I am familiar with solving trigonometric identities using De Moivre's Theorem, where only $\sin(x)$ and $\cos(x)$ terms are involved. But could not use it to solve identities involving other ratios. For example,
(1) $\tan\left(\frac{\theta}{2}\right)\sec(x)+\tan\left(\frac{\theta}{2^2}\right)\sec\left(\frac{x}{2}\right)+...+\tan\left(\frac{\theta}{2^n}\right)\sec\left(\frac{x}{2^{n-1}}\right)$
(2) $\csc(x)+\csc(2x)+...+\csc(2^nx)$
Is there any way to simplify this kind of problems and express them in smaller terms using De Moivre's Theorem?
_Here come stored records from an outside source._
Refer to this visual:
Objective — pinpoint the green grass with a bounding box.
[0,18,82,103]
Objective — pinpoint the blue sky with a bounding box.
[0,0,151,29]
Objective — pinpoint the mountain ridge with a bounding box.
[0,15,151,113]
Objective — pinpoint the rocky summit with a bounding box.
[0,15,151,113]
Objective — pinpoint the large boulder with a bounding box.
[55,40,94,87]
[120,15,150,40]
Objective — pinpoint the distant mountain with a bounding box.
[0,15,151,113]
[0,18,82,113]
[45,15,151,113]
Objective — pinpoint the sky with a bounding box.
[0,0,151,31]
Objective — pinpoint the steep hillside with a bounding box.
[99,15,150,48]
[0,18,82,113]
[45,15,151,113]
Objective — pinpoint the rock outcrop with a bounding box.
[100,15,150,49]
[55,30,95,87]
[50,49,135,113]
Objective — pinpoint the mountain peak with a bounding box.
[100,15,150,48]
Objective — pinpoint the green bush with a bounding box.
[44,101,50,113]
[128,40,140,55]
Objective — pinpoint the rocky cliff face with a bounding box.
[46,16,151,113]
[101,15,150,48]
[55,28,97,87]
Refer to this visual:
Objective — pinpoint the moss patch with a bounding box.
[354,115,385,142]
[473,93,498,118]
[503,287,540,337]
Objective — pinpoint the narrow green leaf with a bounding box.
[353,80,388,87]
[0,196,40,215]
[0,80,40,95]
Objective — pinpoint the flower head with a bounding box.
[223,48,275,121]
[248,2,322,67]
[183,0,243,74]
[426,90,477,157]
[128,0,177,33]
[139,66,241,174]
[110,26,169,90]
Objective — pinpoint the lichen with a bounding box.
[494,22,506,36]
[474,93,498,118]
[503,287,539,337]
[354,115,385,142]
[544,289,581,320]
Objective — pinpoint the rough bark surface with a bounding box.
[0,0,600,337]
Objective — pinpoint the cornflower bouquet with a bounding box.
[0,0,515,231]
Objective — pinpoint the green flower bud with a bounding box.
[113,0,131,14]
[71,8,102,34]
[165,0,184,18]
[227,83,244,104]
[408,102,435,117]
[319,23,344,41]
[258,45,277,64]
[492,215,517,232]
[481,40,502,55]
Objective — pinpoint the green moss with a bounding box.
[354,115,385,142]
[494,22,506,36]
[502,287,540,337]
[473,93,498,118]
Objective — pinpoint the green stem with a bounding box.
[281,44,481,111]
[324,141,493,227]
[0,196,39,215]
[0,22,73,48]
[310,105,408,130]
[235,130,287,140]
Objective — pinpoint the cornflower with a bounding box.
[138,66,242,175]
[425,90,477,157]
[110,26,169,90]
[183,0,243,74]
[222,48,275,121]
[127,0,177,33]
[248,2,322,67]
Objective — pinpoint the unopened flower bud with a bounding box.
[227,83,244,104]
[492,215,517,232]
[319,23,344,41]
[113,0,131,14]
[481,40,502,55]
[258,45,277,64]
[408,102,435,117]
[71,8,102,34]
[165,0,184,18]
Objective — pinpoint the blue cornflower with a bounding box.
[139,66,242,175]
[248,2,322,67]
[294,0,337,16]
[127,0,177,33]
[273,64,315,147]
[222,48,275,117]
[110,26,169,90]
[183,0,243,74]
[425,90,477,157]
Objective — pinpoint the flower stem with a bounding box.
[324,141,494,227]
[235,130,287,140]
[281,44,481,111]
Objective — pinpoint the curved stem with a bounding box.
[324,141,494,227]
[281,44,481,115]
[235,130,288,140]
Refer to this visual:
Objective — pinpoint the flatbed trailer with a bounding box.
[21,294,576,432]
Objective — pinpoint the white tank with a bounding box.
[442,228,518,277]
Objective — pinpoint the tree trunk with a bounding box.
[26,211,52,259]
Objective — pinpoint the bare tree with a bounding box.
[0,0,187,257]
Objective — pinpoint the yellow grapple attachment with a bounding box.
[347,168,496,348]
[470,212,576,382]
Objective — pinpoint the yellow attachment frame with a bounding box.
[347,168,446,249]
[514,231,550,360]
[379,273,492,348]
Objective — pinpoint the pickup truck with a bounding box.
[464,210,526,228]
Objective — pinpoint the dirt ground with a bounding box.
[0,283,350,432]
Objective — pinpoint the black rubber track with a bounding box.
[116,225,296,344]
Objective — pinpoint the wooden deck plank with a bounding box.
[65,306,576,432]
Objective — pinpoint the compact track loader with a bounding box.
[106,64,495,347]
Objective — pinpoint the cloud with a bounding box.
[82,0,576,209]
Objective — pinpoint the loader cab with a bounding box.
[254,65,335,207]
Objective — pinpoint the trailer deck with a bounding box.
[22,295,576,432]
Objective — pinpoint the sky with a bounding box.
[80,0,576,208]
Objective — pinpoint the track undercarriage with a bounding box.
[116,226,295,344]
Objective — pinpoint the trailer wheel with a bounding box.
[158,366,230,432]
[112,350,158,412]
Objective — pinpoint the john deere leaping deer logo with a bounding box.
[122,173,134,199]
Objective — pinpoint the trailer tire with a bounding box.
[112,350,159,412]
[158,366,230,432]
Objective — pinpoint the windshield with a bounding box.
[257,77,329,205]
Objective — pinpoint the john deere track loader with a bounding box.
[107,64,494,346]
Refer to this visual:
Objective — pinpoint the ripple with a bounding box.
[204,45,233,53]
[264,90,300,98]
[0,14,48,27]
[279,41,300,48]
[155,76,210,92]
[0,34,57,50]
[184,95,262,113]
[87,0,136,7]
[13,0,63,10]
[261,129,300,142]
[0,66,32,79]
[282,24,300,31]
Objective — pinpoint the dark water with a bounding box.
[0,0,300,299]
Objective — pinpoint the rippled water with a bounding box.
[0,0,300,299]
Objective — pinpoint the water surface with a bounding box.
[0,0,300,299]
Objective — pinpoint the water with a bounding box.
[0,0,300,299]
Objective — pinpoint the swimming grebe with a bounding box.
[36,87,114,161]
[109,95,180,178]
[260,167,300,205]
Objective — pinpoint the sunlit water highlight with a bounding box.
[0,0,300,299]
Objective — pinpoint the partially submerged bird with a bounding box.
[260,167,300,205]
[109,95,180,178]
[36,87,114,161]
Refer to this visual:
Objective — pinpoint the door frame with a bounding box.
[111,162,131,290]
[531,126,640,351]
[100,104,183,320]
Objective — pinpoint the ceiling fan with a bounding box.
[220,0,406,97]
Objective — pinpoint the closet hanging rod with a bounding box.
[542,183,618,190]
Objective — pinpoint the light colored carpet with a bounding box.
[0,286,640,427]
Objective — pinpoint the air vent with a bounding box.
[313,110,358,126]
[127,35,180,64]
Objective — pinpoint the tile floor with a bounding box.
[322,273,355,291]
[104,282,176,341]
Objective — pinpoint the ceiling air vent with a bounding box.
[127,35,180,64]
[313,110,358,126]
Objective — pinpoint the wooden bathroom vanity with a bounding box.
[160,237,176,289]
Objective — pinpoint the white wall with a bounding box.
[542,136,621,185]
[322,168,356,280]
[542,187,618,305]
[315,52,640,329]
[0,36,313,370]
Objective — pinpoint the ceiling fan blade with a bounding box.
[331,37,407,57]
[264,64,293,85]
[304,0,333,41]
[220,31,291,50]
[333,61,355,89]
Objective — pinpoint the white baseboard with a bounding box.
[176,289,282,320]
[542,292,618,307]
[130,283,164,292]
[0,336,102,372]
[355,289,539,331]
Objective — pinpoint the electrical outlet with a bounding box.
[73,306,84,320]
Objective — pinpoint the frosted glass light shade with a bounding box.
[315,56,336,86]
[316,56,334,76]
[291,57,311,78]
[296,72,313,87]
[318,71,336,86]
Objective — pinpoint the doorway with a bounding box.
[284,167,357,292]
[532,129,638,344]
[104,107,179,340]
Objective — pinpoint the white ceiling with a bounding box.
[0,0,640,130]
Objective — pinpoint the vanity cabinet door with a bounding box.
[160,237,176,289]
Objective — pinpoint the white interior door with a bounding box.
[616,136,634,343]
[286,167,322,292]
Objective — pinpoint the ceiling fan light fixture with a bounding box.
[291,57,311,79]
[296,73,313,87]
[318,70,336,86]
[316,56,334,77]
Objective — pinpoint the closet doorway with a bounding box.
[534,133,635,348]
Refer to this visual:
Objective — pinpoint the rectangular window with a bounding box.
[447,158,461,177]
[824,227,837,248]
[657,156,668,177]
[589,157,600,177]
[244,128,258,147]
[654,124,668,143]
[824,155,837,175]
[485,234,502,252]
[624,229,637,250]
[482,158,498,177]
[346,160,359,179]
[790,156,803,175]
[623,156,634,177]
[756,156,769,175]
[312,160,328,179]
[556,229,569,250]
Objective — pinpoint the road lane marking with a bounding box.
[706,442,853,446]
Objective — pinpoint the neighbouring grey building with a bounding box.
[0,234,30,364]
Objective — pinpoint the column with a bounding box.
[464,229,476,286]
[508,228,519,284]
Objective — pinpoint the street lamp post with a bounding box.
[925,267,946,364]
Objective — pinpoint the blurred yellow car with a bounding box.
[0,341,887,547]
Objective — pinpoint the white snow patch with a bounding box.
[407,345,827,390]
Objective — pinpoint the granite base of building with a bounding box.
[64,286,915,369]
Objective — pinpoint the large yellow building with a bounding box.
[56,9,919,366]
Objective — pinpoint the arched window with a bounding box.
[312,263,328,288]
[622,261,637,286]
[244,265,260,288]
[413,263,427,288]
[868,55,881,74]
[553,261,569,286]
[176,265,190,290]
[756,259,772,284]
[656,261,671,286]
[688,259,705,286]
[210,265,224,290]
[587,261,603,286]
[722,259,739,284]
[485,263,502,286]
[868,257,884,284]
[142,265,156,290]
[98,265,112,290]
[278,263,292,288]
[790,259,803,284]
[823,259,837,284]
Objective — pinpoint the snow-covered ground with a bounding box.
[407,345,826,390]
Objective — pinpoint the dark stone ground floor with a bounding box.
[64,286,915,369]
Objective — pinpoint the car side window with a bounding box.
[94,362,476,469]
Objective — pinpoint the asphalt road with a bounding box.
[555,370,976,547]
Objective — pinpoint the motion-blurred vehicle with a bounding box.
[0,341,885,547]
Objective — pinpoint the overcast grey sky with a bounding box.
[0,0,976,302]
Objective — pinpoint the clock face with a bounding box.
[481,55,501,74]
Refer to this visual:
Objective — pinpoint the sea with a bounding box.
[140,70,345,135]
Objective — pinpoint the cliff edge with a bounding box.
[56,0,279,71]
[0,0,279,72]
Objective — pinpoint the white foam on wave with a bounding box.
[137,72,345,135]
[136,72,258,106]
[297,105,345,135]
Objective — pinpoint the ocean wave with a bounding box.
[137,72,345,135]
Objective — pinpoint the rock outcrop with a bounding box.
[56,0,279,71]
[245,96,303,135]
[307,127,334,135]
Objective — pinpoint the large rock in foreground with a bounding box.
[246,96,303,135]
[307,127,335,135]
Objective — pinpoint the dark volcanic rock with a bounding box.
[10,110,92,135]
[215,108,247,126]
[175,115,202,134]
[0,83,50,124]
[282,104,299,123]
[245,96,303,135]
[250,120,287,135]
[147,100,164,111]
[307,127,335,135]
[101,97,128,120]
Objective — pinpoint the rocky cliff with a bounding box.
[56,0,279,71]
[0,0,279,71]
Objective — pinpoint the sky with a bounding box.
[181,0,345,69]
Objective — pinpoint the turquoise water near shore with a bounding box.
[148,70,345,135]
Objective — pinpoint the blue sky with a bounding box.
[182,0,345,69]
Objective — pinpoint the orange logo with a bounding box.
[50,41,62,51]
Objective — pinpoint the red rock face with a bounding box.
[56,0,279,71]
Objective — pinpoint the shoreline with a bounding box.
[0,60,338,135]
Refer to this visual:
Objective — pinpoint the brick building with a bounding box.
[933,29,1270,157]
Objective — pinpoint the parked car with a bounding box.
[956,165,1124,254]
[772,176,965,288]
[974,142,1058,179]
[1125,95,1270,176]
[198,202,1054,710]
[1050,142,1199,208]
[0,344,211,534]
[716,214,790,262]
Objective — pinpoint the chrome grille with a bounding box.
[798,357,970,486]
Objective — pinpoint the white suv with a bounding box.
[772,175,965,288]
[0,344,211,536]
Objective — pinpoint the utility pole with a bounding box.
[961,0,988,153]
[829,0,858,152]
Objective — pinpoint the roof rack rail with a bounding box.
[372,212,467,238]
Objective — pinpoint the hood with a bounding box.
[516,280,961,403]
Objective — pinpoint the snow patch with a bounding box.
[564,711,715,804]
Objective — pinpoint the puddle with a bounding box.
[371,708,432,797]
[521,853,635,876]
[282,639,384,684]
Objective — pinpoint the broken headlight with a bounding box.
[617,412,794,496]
We have $$\sin x=\frac{ e^{ix}-e^{-ix}}{2i}$$
And therefore it's reciprocal as $$\csc x=\frac{2i}{ e^{ix}-e^{-ix}}$$ which can also be written as $$\csc x=\frac{2i.e^{ix}}{ e^{2ix}-1}$$ therefore your series becomes
$\displaystyle{\frac{2i.e^{ix}}{ e^{2ix}-1}+\frac{2i.e^{2ix}}{ e^{4ix}-1}+\frac{2i.e^{4ix}}{ e^{8ix}-1}\cdots\frac{2i.e^{2^{n}ix}}{ e^{2^{n+1}ix}-1}}$
$2i\displaystyle{(\frac{e^{ix}}{ e^{2ix}-1}+\frac{e^{2ix}}{ e^{4ix}-1}+\frac{e^{4ix}}{ e^{8ix}-1}\cdots\frac{e^{2^{n}ix}}{ e^{2^{n+1}ix}-1})}$
$2i\displaystyle{(\frac{e^{ix}+1-1}{ (e^{ix}-1)(e^{ix}+1)}+\frac{e^{2ix}+1-1}{ (e^{2ix}-1)(e^{2ix}+1)}+\frac{e^{4ix}-1+1}{ (e^{4ix}-1)(e^{4ix}+1)}\cdots\frac{e^{2^{n}ix}+1-1}{ (e^{2^{n}ix}-1)(e^{2^{n}ix}+1)})}$
$2i((\frac{1}{e^{ix}-1}-\frac{1}{e^{2ix}-1})+(\frac{1}{e^{2ix}-1}-\frac{1}{e^{4ix}-1})+(\frac{1}{e^{4ix}-1}-\frac{1}{e^{8ix}-1})\cdots (\frac{1}{e^{2^{n}ix}-1}-\frac{1}{e^{2^{n+1}ix}-1}))$
which at last simplifies to $$2i((\frac{1}{e^{ix}-1}-\frac{1}{e^{2^{n+1}ix}-1}))$$
Now you may take it forward